The Redeemer of Lost Dreams

December 15, 2009

A couple of years ago I went through the darkest valley of my life. It was the day after almost a year of fertility treatments. It was a year marked by weekly doctors appointments, experimenting with drug prescriptions, up and down emotions, and month after month all I got was disappointing news.

Until one day. It was a day that had become part of my monthly fertility routine. It was the day I would go to the doctor to find out of it “worked”. And this day, began like any of the others.

I walked up the 2 flights of stairs and into the doctors office. The nurse at the front desk, who I knew by name, greeted me with the same look of anticipation on her face. “This is the month”, she would say to me. I would go back for a blood test and an ultrasound with the reproductive specialist. This is where the normal day began to stray from what I had always known.

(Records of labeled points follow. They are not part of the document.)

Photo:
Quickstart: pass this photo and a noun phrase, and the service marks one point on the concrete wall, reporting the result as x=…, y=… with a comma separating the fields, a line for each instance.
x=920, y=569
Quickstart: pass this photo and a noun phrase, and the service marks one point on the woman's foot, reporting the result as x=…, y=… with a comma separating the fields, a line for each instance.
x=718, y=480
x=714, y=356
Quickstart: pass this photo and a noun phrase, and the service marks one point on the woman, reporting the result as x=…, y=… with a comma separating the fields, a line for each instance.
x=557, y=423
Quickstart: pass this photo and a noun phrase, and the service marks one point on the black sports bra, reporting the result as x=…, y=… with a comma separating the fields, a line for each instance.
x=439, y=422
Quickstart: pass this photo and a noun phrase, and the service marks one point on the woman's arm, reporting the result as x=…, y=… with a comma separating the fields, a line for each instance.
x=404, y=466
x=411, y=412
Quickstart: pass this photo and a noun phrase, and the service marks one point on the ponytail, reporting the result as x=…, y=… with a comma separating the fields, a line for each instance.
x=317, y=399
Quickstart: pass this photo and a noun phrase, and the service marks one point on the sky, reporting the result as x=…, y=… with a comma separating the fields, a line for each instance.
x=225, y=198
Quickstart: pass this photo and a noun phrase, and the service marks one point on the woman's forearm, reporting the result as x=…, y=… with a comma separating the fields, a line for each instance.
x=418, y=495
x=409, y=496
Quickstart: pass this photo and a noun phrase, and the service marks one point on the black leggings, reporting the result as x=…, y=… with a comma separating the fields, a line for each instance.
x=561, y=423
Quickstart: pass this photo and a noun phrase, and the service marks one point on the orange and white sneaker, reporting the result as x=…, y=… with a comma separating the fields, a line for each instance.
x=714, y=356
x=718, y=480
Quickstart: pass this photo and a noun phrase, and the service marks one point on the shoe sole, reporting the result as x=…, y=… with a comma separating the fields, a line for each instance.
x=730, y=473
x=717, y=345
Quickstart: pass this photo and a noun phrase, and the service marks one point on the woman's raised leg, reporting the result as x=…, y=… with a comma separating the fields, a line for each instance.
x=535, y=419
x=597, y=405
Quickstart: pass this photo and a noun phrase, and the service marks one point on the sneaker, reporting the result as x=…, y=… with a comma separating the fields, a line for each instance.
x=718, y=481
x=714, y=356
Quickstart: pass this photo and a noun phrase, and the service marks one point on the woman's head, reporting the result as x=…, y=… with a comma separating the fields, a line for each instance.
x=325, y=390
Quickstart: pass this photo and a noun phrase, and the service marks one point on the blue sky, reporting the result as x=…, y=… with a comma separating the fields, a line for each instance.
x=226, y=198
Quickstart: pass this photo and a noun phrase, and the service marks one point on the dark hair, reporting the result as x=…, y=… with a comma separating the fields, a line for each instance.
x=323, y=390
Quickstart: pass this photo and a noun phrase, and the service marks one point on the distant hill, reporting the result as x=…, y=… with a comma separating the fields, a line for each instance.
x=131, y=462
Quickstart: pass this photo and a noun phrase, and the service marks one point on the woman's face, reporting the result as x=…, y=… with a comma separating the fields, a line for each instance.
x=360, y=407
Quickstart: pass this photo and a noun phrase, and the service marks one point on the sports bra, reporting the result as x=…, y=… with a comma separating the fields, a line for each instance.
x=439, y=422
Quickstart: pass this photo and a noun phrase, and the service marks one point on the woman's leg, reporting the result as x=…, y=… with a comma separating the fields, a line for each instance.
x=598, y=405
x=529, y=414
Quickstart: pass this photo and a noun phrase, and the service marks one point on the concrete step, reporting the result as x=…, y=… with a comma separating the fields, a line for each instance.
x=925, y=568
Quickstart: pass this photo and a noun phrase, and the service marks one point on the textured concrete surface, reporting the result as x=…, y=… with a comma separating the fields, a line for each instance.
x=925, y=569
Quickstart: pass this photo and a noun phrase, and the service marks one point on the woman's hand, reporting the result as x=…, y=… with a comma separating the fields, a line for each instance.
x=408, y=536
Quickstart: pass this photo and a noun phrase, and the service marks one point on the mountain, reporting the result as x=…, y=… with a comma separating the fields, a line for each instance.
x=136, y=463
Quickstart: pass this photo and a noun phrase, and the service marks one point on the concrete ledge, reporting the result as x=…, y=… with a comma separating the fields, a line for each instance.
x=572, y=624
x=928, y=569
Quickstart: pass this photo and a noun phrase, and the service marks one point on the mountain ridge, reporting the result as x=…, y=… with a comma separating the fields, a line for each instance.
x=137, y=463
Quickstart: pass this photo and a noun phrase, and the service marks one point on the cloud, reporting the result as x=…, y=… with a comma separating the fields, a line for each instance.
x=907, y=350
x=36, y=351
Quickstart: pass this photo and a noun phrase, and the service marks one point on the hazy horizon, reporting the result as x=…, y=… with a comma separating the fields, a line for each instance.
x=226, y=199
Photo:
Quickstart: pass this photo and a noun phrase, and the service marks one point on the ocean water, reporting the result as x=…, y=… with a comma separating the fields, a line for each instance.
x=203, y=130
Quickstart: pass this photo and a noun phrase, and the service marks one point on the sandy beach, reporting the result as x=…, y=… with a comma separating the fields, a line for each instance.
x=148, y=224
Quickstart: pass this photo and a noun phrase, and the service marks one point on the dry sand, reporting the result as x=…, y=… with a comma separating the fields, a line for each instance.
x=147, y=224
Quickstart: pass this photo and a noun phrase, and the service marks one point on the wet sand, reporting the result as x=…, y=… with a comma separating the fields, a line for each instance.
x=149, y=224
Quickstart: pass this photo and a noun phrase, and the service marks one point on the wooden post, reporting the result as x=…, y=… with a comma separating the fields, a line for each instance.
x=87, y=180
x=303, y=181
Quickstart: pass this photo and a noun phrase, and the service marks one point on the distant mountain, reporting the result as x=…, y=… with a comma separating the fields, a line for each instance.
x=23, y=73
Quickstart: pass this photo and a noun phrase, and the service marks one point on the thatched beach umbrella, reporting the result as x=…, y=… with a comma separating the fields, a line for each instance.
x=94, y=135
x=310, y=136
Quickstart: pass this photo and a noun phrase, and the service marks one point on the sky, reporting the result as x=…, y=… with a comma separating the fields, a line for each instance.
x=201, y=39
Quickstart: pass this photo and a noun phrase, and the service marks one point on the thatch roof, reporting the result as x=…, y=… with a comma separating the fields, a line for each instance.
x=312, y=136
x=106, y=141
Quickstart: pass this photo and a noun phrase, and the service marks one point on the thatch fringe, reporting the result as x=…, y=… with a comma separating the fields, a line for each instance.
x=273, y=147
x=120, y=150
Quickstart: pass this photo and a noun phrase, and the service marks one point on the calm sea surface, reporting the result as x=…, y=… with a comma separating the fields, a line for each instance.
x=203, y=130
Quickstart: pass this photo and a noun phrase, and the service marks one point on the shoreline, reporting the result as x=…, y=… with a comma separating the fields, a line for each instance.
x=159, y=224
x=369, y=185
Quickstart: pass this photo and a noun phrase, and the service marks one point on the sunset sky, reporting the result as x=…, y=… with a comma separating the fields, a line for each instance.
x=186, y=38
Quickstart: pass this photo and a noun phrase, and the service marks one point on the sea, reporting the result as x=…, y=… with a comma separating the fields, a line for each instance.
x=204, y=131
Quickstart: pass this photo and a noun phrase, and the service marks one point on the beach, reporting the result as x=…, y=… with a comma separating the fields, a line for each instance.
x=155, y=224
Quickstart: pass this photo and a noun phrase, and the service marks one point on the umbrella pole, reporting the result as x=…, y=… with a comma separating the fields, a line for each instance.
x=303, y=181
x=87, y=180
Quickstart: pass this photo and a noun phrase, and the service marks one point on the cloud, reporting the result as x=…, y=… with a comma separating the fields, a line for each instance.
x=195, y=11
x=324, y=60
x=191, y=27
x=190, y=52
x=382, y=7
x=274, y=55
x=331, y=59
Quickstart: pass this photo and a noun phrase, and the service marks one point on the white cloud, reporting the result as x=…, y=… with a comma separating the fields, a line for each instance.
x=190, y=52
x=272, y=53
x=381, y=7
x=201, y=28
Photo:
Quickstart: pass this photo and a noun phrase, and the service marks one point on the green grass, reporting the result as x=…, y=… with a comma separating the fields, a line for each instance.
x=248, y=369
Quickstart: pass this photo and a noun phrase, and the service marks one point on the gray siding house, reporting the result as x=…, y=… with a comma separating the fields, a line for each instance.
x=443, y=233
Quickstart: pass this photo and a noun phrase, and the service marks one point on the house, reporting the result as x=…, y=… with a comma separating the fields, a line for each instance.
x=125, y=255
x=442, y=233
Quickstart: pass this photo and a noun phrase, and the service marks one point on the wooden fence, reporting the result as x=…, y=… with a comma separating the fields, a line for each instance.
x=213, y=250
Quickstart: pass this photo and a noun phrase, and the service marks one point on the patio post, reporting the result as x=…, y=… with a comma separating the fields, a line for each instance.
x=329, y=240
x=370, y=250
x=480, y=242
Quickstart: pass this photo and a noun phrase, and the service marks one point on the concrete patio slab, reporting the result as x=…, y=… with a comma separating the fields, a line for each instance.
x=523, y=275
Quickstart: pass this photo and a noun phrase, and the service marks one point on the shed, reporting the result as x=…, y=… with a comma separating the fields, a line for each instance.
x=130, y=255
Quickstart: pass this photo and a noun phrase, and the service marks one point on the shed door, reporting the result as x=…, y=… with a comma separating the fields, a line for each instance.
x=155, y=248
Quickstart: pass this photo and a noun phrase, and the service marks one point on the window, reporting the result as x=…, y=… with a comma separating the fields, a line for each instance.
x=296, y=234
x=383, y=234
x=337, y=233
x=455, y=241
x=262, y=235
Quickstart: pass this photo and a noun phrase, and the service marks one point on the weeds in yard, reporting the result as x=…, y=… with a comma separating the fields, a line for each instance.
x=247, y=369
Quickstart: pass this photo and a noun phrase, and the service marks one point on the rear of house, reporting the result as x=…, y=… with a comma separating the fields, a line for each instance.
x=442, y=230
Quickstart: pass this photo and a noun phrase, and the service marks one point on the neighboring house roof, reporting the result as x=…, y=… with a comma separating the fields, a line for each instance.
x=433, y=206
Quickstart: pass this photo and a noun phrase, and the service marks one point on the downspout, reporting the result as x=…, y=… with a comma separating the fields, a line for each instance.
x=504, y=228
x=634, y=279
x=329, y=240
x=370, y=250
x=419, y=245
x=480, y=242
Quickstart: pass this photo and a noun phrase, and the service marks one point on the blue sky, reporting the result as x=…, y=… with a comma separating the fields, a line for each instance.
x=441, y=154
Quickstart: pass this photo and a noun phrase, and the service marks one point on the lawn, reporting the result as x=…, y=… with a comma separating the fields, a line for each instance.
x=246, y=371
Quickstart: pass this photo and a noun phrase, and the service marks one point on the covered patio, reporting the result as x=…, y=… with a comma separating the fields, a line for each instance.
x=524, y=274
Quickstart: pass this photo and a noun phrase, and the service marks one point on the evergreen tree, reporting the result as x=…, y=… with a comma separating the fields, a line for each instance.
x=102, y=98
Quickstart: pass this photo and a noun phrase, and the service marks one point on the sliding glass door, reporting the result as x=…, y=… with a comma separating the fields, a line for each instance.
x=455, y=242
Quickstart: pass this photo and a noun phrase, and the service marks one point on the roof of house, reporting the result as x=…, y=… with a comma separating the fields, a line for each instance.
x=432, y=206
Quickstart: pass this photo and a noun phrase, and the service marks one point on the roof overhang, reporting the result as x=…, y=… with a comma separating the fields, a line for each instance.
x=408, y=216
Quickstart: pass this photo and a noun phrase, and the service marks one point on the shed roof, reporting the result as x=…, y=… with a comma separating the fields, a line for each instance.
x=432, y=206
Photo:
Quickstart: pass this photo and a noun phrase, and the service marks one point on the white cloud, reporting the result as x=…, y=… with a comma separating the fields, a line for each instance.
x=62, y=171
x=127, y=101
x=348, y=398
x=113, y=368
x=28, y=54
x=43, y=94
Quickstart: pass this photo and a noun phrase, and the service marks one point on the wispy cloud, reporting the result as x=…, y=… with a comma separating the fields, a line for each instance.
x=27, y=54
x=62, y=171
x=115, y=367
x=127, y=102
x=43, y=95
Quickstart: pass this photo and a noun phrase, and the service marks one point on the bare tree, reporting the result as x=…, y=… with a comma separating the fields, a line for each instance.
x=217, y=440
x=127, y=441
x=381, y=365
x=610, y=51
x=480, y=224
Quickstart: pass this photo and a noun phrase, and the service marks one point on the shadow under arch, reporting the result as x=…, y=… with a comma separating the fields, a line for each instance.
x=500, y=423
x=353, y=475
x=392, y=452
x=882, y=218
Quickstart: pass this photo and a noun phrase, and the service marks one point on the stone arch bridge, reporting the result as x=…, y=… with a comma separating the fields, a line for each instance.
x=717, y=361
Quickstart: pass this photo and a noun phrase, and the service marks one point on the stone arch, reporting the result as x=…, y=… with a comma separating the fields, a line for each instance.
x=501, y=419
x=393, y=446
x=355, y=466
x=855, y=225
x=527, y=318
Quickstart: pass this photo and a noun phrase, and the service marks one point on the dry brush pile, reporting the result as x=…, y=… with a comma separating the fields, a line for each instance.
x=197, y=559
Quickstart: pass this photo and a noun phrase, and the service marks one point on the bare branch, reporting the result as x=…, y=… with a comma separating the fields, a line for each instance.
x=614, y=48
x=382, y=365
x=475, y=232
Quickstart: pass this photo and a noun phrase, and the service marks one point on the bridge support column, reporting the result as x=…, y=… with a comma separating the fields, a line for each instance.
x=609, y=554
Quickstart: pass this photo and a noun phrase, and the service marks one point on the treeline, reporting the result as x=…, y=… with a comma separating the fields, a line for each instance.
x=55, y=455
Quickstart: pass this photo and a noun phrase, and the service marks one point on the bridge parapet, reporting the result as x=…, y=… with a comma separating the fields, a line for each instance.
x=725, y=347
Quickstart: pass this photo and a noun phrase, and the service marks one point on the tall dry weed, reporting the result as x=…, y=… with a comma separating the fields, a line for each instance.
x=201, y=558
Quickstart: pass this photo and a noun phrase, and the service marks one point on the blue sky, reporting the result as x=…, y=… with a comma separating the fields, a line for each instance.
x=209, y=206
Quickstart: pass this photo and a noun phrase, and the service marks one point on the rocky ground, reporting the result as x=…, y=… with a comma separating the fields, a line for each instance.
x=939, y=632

Usually the doctor would look at the ultrasound and give a frown. He would say, “well, doesn’t look like anything, let’s try again for next month.” Only this time, there was no frown. There was no, “well…” Instead there was a glimmer in his eyes. “Kate,” he said. “You’re pregnant.”

My heart leaped and my eyes welled with tears of disbelief. He told me to call back in a few hours to confirm the blood test. And so I did. For many of you who have been following the blog or watched our video, you would know that the phone call to confirm the blood test became a phone call filled with apologies and sadness from the nurse, informing me that the doctor was mistaken. I was not pregnant.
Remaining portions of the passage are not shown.